Monday, October 4, 2010

Object-Oriented Buddhism 15—The Five Heaps

Okay, let's go back to atomism...Even that level of Buddhism is quite advanced. The atoms we're talking about are already phenomenological in some sense.

Early Buddhism (Theravadin) describes the “self” as a composite of five “heaps”—rather wonderfully rudely (the five “skandhas”). These heaps are basically collections of objects. We have form—the physical body. Feeling—the nervous system, subtle body (whatever you want to call it). Perception—eyes, ears, hearing etc. Formation—concepts. Consciousness. Clearly all “sentient” beings have these.

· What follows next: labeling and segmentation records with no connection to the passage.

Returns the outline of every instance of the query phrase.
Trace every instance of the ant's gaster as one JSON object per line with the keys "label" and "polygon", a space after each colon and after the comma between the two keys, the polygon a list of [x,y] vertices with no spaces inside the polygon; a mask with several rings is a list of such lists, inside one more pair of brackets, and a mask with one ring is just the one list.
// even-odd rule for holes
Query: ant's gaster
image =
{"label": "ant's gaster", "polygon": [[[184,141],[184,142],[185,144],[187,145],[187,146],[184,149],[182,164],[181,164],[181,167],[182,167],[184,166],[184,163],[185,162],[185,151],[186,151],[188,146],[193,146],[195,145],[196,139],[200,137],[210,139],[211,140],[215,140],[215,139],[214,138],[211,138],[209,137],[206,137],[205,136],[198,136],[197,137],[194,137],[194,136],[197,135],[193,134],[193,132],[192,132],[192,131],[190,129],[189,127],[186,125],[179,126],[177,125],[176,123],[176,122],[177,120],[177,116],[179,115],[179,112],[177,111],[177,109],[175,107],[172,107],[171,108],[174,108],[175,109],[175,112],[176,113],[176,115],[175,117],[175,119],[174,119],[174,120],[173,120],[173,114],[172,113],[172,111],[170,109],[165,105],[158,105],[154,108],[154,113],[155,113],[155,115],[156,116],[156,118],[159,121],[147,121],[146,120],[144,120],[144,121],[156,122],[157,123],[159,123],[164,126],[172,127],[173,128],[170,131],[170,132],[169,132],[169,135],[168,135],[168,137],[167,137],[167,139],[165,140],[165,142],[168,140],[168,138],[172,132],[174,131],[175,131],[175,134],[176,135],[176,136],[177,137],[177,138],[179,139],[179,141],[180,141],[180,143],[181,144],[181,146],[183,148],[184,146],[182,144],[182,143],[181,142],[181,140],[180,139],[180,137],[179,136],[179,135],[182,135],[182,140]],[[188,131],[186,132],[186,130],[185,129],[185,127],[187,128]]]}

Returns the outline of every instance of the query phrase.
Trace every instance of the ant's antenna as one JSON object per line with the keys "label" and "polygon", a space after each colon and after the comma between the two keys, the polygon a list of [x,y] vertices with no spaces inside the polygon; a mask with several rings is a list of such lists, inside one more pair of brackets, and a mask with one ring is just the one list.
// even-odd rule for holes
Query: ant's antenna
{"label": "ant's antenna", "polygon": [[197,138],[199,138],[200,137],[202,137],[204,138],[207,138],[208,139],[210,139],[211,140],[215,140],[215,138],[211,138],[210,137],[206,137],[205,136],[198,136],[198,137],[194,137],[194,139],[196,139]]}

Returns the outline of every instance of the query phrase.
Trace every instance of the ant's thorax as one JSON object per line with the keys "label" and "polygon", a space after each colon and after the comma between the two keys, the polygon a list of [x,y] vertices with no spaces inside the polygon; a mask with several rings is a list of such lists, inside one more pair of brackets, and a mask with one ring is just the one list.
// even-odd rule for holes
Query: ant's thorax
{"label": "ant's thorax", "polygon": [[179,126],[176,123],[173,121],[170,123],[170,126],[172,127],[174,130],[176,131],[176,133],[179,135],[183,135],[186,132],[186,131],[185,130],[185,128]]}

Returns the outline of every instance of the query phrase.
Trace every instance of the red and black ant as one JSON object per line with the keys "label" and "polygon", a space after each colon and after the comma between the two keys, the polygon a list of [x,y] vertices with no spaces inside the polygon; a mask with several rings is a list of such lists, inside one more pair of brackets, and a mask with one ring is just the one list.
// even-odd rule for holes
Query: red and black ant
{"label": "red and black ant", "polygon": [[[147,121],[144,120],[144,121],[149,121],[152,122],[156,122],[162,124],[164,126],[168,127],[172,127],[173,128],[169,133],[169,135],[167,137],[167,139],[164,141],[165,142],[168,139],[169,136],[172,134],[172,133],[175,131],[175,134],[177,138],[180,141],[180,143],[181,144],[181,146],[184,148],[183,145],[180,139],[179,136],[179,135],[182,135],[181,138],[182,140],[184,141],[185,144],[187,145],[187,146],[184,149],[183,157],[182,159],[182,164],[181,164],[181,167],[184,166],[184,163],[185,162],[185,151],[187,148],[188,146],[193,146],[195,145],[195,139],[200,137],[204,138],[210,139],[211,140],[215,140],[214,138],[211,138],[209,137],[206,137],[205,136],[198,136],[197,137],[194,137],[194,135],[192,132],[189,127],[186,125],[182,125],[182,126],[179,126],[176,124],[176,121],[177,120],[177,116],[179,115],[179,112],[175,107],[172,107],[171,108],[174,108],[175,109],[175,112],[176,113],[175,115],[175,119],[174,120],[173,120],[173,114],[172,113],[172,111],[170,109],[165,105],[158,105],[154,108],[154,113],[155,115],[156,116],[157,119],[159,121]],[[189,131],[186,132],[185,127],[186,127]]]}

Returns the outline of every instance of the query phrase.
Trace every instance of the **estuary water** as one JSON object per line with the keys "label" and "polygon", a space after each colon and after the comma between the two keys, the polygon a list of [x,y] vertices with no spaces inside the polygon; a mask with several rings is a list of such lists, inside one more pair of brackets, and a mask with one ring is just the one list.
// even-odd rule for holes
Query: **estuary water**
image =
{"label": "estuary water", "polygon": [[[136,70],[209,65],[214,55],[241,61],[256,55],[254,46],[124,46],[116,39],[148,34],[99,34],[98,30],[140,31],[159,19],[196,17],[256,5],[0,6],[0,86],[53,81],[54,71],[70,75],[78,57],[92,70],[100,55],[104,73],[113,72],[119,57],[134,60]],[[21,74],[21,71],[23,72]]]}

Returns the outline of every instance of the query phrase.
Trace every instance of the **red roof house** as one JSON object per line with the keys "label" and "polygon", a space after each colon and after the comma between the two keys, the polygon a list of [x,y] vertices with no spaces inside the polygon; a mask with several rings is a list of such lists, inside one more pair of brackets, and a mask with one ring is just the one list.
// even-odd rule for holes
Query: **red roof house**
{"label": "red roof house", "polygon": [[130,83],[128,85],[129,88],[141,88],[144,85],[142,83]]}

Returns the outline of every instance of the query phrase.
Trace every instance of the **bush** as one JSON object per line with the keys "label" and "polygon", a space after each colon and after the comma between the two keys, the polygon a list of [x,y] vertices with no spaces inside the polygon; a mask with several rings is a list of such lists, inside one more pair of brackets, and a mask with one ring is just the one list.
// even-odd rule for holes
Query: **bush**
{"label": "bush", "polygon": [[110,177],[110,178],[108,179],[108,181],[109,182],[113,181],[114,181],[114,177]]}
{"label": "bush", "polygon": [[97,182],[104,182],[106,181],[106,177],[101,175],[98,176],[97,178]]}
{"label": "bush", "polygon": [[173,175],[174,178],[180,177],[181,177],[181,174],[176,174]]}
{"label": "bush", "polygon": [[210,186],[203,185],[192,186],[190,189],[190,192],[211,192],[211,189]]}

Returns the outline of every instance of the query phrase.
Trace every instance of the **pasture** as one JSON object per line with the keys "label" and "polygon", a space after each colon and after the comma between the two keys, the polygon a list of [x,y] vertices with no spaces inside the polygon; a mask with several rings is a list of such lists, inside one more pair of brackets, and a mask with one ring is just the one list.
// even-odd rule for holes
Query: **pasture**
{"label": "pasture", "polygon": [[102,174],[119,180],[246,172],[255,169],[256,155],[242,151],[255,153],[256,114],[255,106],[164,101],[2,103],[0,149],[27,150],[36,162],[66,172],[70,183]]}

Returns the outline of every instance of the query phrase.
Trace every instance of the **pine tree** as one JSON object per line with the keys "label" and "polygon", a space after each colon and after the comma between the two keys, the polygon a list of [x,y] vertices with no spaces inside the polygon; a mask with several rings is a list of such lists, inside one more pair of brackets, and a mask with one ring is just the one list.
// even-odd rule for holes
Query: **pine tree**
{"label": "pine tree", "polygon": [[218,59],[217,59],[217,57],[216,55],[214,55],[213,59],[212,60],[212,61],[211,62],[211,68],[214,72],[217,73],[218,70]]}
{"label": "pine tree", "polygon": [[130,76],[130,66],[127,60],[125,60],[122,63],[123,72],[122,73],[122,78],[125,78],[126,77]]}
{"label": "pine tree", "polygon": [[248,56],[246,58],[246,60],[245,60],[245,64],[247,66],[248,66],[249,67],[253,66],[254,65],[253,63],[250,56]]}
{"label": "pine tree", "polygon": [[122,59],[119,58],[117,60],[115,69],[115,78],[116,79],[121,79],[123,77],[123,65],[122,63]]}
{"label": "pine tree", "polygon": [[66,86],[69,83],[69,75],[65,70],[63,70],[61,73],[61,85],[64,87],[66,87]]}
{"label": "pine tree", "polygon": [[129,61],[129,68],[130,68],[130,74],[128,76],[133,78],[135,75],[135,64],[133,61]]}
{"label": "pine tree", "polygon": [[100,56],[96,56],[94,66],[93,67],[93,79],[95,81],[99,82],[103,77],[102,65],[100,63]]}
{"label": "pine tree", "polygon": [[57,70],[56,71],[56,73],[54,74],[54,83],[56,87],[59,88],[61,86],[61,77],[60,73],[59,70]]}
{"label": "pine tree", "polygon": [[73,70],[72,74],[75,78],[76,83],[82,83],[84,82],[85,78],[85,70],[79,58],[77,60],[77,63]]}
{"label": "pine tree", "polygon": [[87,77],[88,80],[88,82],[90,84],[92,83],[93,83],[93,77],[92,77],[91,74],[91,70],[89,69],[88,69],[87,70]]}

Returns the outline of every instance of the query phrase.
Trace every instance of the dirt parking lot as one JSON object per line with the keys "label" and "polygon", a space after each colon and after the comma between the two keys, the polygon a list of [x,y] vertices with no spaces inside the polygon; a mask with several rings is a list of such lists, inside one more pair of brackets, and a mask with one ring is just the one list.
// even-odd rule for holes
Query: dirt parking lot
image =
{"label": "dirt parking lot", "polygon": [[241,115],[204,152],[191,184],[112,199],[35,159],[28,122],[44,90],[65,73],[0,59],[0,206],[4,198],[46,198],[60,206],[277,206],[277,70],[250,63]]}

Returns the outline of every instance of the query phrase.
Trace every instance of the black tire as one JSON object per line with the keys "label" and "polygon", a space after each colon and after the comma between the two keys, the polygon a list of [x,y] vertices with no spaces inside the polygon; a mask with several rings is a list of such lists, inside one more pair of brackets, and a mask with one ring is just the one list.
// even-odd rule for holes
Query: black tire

Later Buddhism ascribes these skandhas to ALL objects.

What Buddhism calls “ego” is what Heidegger and Graham Harman call Vorhandenheit or “presence-at-hand.” All objects treat themselves and all other objects as present-at-hand, retroactively positing them as this or that. A rock grazes another rock. Rock 2 becomes “that rock grazed by rock 1.”

Presence-at-hand is a kind of caricature.

This is precisely what happens with the skandhas. Consciousness looks at them and goes “Hey—that's me.” This “Hey—that's me” then becomes an object in the fourth skandha (conceptual formations). Sooner or later you are taking your world very personally.

Buddhism holds that ego is a caricature in precisely this way.

It also holds that it's possible to think of and imagine a reality beyond ego. This is what Graham calls the “zero-person” view.

Why is this possible? Because the caricature does not truly exist.